Sempre a insegurança
O uso de niqab ou burca, apesar de absolutamente residual entre os muçulmanos e não obrigatório, é apresentado como um problema de segurança pública para incutir o medo na população. No entanto, não há nenhum dado objetivo que sugira problemas ao nível da identificação de cidadãos pelo uso desses trajes e tampouco riscos relacionados com comunidades religiosas e/ou imigrantes. Em Portugal, qualquer cidadão é obrigado por lei a identificar-se perante as autoridades, nas circunstâncias legalmente previstas.
«Ouvimos o CDS dizer que "Portugal não é um país de mulheres propriedade de homens", apesar de este partido se sentir legitimado a impor a gravidez a uma mulher que não a deseja, votando-a ao horror do aborto clandestino, que tantas vezes resultou na morte da própria mulher.»
De resto, quem quiser praticar crimes sem ser identificável tem meios mais discretos ao seu dispor. Pode usar capacetes, máscaras cirúrgicas, usar fatos promocionais, ou até mascarar-se de Jubas, situações que a proposta votada exceciona («A proibição prevista não se aplica sempre que tal aparência se encontre devidamente justificada por razões de saúde ou motivos profissionais, artísticos e de entretenimento ou publicidade»).

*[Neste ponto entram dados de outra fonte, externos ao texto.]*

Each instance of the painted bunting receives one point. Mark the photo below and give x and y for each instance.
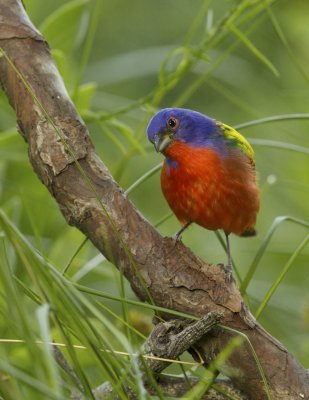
(208, 175)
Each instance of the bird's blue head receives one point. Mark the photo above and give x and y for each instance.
(178, 124)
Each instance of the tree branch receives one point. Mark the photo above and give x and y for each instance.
(175, 277)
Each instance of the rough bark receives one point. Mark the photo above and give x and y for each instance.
(175, 277)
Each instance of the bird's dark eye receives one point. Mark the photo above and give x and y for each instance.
(172, 123)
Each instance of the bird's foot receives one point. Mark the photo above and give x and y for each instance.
(228, 272)
(177, 237)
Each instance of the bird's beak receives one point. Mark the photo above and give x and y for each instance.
(161, 141)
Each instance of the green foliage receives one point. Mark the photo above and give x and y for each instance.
(236, 61)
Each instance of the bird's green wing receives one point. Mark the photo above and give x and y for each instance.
(236, 139)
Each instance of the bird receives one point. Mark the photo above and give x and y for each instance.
(208, 175)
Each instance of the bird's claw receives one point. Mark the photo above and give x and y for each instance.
(228, 272)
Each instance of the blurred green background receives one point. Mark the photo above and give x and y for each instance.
(237, 61)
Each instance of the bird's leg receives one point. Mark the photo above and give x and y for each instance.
(228, 268)
(178, 234)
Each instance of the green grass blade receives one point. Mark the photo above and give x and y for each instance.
(281, 276)
(244, 39)
(275, 225)
(273, 118)
(255, 356)
(279, 145)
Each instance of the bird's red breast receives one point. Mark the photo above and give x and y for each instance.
(216, 192)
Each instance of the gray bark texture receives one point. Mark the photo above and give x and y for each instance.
(96, 205)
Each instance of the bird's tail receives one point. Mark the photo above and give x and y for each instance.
(249, 232)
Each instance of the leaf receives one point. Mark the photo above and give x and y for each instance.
(63, 29)
(84, 96)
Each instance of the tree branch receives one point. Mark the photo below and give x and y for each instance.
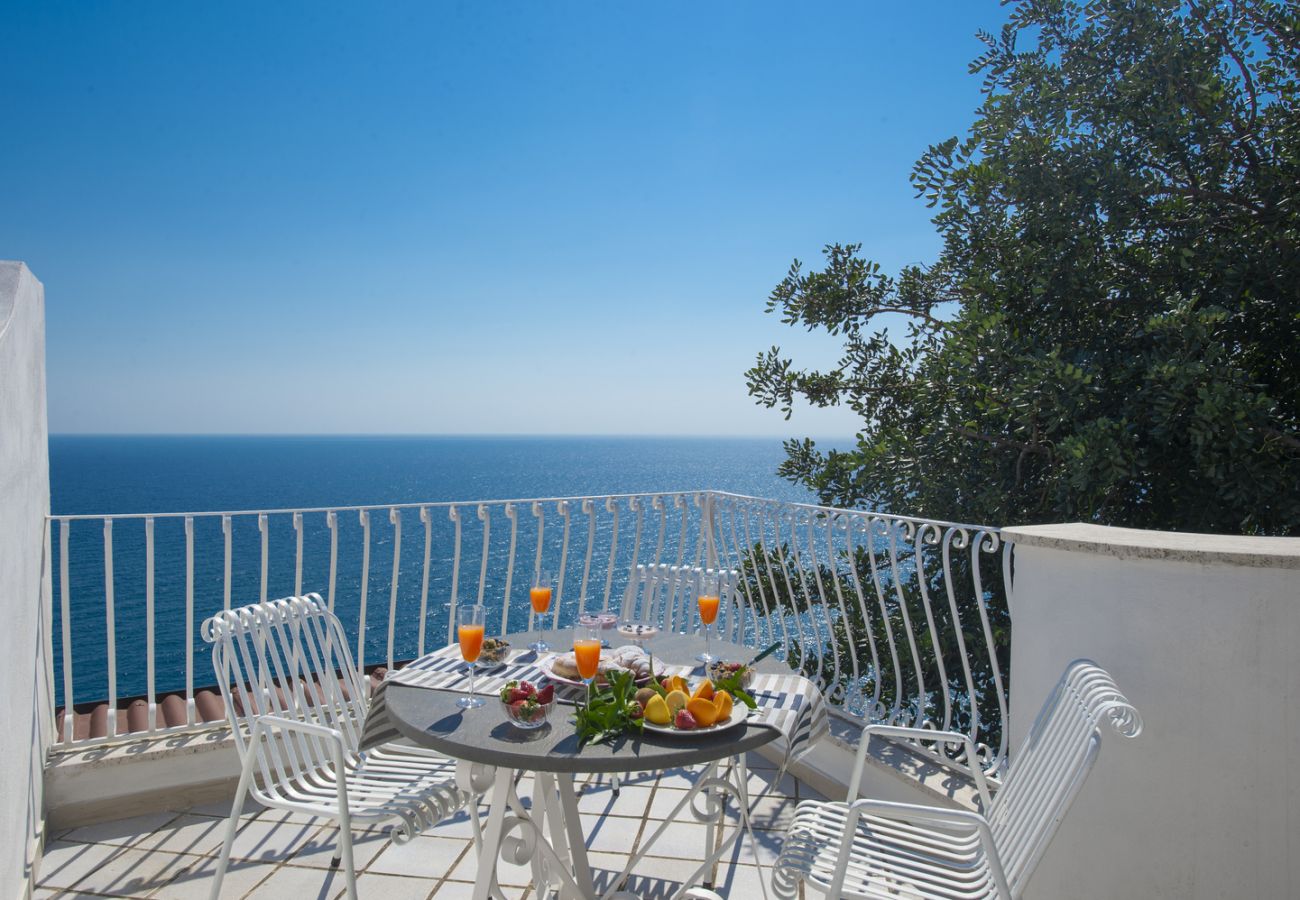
(1025, 446)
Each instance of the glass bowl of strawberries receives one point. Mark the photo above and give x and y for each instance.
(731, 673)
(527, 705)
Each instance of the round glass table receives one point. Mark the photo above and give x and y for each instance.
(492, 753)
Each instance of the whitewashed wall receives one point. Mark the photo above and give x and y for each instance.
(24, 505)
(1203, 635)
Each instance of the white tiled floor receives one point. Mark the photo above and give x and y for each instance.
(170, 856)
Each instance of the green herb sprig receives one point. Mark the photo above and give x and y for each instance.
(610, 710)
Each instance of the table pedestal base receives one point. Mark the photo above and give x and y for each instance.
(550, 834)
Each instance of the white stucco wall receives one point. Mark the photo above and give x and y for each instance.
(24, 505)
(1203, 635)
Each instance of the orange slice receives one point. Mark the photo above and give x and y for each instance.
(723, 704)
(676, 700)
(703, 710)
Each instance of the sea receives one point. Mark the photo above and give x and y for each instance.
(115, 475)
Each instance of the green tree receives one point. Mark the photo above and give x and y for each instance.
(1112, 329)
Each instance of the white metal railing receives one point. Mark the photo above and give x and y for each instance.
(898, 618)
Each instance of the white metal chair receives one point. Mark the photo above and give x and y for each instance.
(287, 667)
(872, 848)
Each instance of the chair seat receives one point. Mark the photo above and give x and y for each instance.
(385, 783)
(891, 860)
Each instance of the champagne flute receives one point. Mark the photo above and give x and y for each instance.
(540, 596)
(469, 632)
(707, 598)
(586, 653)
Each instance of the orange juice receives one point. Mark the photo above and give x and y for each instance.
(707, 609)
(471, 641)
(588, 654)
(541, 598)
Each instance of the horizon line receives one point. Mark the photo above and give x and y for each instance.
(455, 435)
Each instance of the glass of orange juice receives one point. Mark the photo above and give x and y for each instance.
(586, 652)
(469, 632)
(707, 598)
(540, 596)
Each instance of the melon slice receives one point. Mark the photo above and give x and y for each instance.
(703, 710)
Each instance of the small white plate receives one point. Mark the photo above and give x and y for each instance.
(547, 666)
(740, 712)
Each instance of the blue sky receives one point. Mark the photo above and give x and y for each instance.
(434, 217)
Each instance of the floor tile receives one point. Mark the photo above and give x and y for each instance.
(774, 812)
(742, 881)
(186, 834)
(277, 840)
(320, 851)
(120, 831)
(507, 874)
(456, 826)
(679, 778)
(610, 833)
(63, 864)
(300, 883)
(680, 840)
(663, 803)
(393, 887)
(423, 857)
(194, 882)
(766, 843)
(466, 891)
(134, 873)
(632, 800)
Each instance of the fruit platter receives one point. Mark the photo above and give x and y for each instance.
(674, 706)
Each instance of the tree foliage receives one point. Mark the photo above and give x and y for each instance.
(1112, 329)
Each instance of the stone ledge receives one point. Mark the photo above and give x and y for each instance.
(1140, 544)
(165, 771)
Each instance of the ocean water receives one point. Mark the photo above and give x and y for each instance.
(113, 475)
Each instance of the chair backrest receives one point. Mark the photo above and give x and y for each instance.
(287, 658)
(1052, 765)
(666, 596)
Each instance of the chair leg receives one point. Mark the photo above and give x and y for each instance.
(345, 842)
(476, 823)
(345, 821)
(338, 851)
(232, 827)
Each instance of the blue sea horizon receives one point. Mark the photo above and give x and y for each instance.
(134, 474)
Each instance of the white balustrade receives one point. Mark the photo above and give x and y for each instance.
(897, 617)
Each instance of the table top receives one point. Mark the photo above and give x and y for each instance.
(430, 718)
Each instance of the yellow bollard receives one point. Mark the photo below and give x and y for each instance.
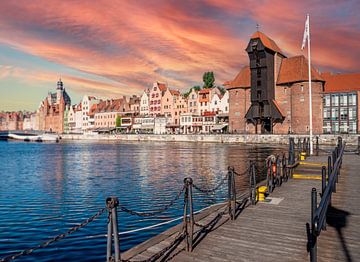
(261, 193)
(302, 156)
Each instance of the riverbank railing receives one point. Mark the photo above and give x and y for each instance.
(330, 176)
(277, 170)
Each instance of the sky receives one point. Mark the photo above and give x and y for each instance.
(114, 48)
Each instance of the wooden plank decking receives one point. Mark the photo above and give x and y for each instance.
(268, 232)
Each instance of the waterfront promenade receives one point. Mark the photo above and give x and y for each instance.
(274, 231)
(324, 139)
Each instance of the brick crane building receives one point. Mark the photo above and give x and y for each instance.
(271, 94)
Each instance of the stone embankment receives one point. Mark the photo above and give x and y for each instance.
(213, 138)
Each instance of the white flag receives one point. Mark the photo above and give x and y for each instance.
(306, 32)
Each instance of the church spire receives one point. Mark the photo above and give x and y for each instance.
(60, 85)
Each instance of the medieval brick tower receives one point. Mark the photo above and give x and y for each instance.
(264, 111)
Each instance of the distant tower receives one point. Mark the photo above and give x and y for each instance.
(264, 110)
(60, 85)
(59, 90)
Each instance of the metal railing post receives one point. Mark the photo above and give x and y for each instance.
(323, 186)
(112, 203)
(317, 145)
(291, 151)
(252, 183)
(231, 193)
(188, 214)
(313, 246)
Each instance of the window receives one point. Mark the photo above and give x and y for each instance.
(334, 113)
(343, 100)
(352, 127)
(343, 113)
(326, 100)
(334, 100)
(352, 113)
(352, 99)
(335, 127)
(326, 113)
(258, 72)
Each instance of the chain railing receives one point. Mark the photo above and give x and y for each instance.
(328, 186)
(277, 168)
(54, 239)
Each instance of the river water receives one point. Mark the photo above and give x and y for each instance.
(46, 189)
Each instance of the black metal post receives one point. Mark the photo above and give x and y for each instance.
(112, 203)
(291, 151)
(317, 145)
(323, 186)
(252, 183)
(313, 244)
(188, 214)
(231, 193)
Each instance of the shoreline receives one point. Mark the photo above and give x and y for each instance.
(213, 138)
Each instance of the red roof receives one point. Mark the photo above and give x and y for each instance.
(267, 41)
(295, 69)
(204, 91)
(241, 80)
(161, 86)
(341, 82)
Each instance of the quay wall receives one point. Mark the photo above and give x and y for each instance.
(212, 138)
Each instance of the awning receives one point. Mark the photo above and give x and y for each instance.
(219, 127)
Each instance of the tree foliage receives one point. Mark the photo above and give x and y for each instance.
(196, 88)
(222, 90)
(118, 121)
(208, 79)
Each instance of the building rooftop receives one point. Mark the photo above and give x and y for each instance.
(295, 69)
(242, 79)
(341, 82)
(267, 42)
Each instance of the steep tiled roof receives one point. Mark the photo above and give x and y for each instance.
(341, 82)
(295, 69)
(174, 92)
(267, 41)
(241, 80)
(205, 91)
(161, 86)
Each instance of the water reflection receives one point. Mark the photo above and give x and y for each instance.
(51, 187)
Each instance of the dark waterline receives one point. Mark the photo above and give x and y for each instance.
(48, 188)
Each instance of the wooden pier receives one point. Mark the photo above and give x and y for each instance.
(275, 230)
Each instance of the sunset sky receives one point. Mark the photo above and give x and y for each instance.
(113, 48)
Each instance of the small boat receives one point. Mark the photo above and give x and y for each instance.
(35, 138)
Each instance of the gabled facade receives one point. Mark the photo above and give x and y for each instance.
(271, 95)
(193, 102)
(155, 95)
(144, 103)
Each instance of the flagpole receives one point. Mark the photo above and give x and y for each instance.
(310, 93)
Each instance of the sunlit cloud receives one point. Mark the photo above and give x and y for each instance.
(127, 45)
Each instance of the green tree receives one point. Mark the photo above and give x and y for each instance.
(196, 88)
(222, 90)
(209, 79)
(118, 121)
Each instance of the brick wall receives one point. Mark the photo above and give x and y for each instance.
(294, 102)
(239, 103)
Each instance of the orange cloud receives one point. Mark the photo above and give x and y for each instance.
(134, 43)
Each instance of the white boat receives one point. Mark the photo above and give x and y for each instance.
(35, 138)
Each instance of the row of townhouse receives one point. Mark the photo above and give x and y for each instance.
(163, 101)
(93, 114)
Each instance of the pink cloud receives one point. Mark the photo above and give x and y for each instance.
(137, 43)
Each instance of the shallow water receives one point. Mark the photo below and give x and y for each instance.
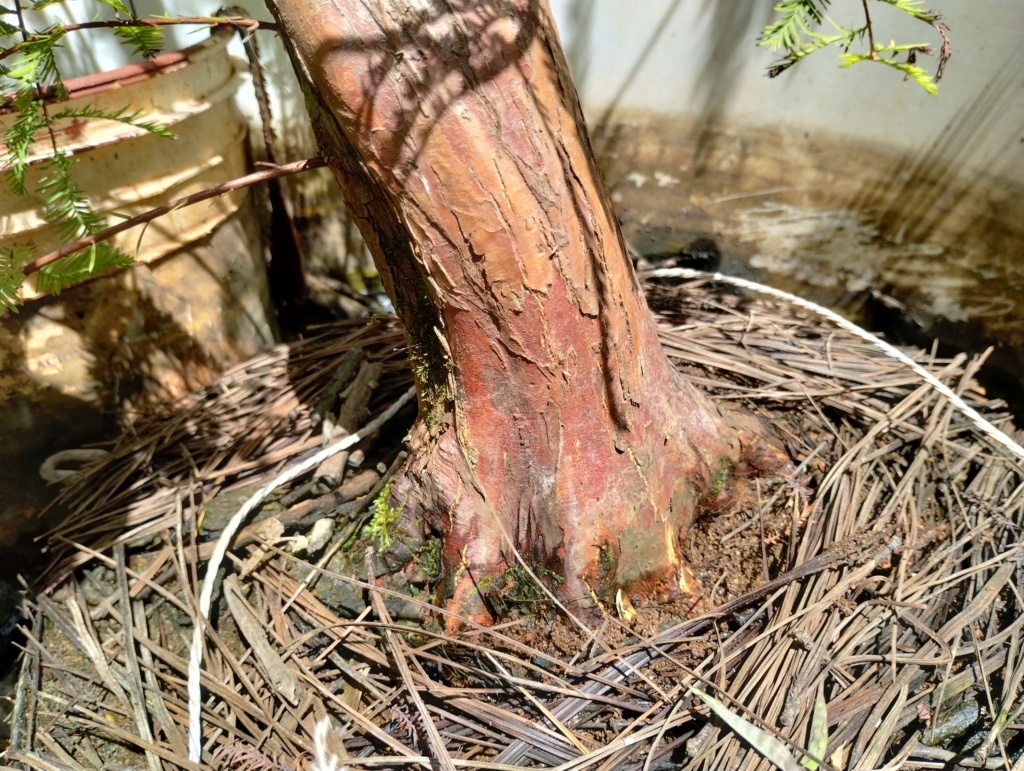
(905, 248)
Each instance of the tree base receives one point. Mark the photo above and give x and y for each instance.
(608, 537)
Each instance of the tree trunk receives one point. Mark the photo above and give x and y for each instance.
(550, 422)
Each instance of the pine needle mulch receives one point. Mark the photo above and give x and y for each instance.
(889, 635)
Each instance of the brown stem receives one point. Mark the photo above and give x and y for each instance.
(220, 189)
(249, 25)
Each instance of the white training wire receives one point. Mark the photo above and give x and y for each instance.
(220, 549)
(982, 424)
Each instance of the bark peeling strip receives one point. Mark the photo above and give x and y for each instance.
(206, 595)
(890, 350)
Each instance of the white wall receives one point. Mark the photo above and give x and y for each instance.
(697, 57)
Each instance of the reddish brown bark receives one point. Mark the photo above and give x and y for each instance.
(550, 420)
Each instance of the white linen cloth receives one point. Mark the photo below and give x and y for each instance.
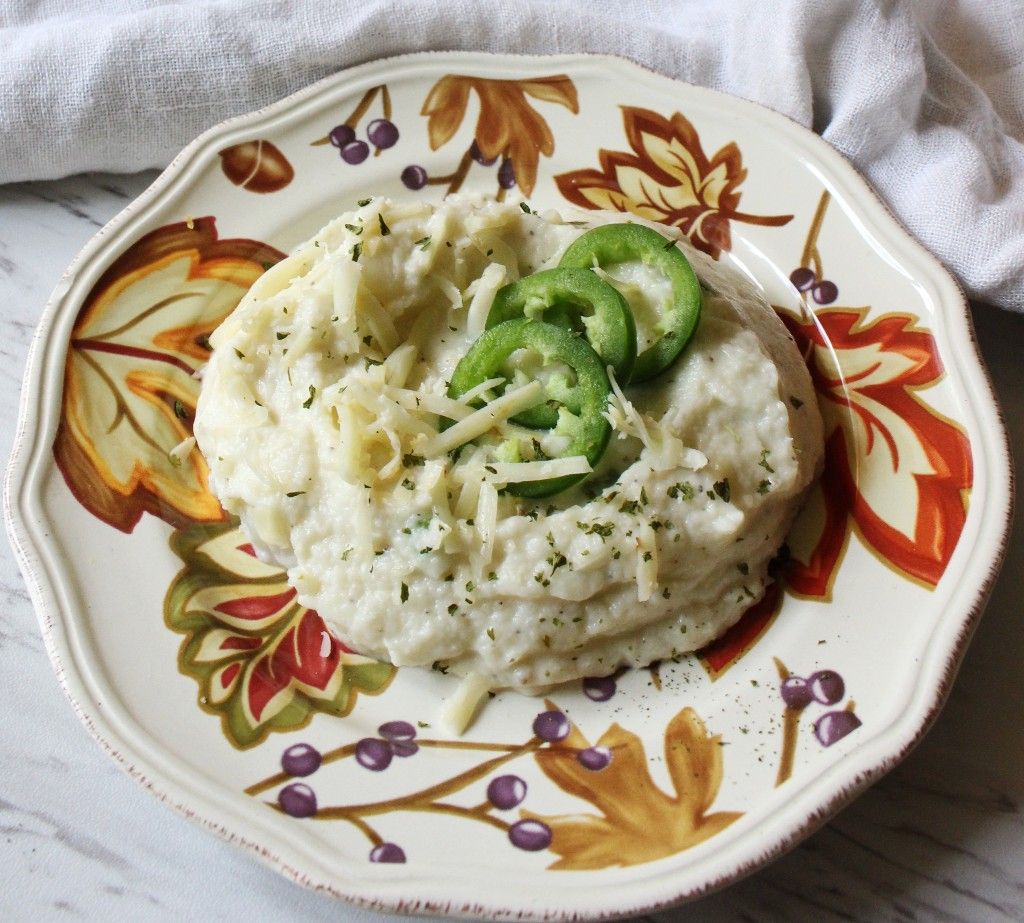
(926, 98)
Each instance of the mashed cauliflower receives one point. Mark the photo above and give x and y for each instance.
(318, 417)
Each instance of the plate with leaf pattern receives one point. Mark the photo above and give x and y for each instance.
(195, 666)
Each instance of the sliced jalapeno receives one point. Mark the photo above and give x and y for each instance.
(582, 418)
(579, 299)
(619, 243)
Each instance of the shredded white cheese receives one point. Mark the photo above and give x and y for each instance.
(483, 419)
(460, 708)
(519, 472)
(646, 574)
(491, 281)
(180, 452)
(665, 450)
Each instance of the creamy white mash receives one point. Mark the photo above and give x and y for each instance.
(318, 417)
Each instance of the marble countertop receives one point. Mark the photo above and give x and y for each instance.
(940, 838)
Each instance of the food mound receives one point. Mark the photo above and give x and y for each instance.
(520, 447)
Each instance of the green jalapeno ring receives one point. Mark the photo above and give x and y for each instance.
(589, 431)
(611, 244)
(576, 299)
(580, 297)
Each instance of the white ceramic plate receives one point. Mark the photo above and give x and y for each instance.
(193, 666)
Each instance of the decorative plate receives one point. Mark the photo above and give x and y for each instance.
(194, 666)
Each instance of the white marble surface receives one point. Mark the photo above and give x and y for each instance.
(940, 838)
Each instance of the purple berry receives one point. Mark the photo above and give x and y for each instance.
(382, 133)
(796, 693)
(551, 725)
(396, 730)
(355, 152)
(599, 688)
(297, 800)
(341, 135)
(414, 176)
(300, 759)
(506, 791)
(826, 686)
(825, 292)
(833, 726)
(803, 279)
(403, 748)
(530, 835)
(475, 153)
(374, 754)
(506, 174)
(387, 852)
(594, 758)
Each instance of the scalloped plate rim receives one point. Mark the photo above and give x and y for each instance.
(727, 857)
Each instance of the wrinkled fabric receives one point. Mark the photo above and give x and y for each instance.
(926, 98)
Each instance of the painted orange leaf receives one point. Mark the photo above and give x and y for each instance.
(894, 465)
(507, 125)
(637, 821)
(129, 391)
(668, 178)
(262, 661)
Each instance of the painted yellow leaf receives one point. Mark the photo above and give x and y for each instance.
(637, 822)
(507, 126)
(668, 177)
(130, 389)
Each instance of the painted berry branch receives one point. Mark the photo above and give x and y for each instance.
(808, 276)
(824, 687)
(381, 133)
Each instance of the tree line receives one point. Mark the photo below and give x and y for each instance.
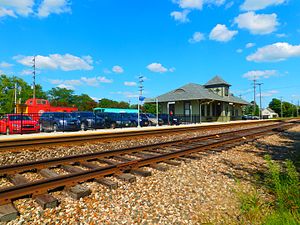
(288, 109)
(57, 97)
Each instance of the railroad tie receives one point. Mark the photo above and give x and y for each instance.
(159, 167)
(104, 181)
(44, 200)
(8, 212)
(126, 177)
(141, 172)
(78, 191)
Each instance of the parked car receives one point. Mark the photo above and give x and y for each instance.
(250, 117)
(143, 119)
(17, 124)
(113, 120)
(58, 121)
(89, 120)
(153, 119)
(170, 120)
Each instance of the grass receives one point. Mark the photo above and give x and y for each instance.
(282, 181)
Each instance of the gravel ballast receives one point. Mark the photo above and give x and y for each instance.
(197, 191)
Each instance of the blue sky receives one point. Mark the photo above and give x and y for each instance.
(101, 47)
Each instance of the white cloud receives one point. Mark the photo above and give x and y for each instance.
(250, 45)
(282, 35)
(130, 83)
(70, 87)
(117, 69)
(221, 33)
(257, 23)
(48, 7)
(88, 81)
(181, 16)
(65, 62)
(251, 5)
(5, 65)
(276, 52)
(190, 4)
(158, 68)
(104, 80)
(126, 94)
(268, 93)
(239, 50)
(16, 7)
(258, 74)
(26, 72)
(197, 37)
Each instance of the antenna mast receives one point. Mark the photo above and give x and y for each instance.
(34, 72)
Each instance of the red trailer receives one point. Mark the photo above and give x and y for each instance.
(35, 108)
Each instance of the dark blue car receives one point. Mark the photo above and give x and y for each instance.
(89, 120)
(58, 121)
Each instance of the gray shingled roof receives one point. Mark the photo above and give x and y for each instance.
(215, 81)
(193, 91)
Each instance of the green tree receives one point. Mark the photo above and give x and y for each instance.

Esta lei, que expressamente abrange práticas desportivas e manifestações, é sim parte de um modelo securitário que grassa na União Europeia e que ameaça as liberdades, direitos e garantias dos cidadãos.
Pelo contrário, o que a estigmatização e desumanização de grupos sociais, religiosos ou étnicos faz é precisamente aumentar a insegurança na medida em que os crimes de ódio e a violência politicamente motivada são hoje um problema de segurança pública emergente, que as supressões feitas ao Relatório Anual de Segurança Interna não conseguem ocultar.
Uma lei que viola princípios e direitos constitucionais
Importa dizer que em Portugal ninguém pode ser coagido a nada, nenhuma mulher pode ser coagida a fazer ou a vestir seja o que for. É assim porque a Constituição e a lei protegem a liberdade de decisão (formação da vontade) e ação (realização da vontade). Nessa exata medida, não pode vir o Estado proibir as mulheres de vestir o que bem entendam.
O direito à identidade pessoal e ao livre desenvolvimento da personalidade (art. 26.º CRP) impõe que cada pessoa viva em concordância consigo própria, protegida de ingerências de poderes públicos ou privados. A forma como as pessoas se apresentam no espaço público integra a sua identidade pessoal, é expressão da sua autonomia individual e do seu direito ao livre desenvolvimento da personalidade.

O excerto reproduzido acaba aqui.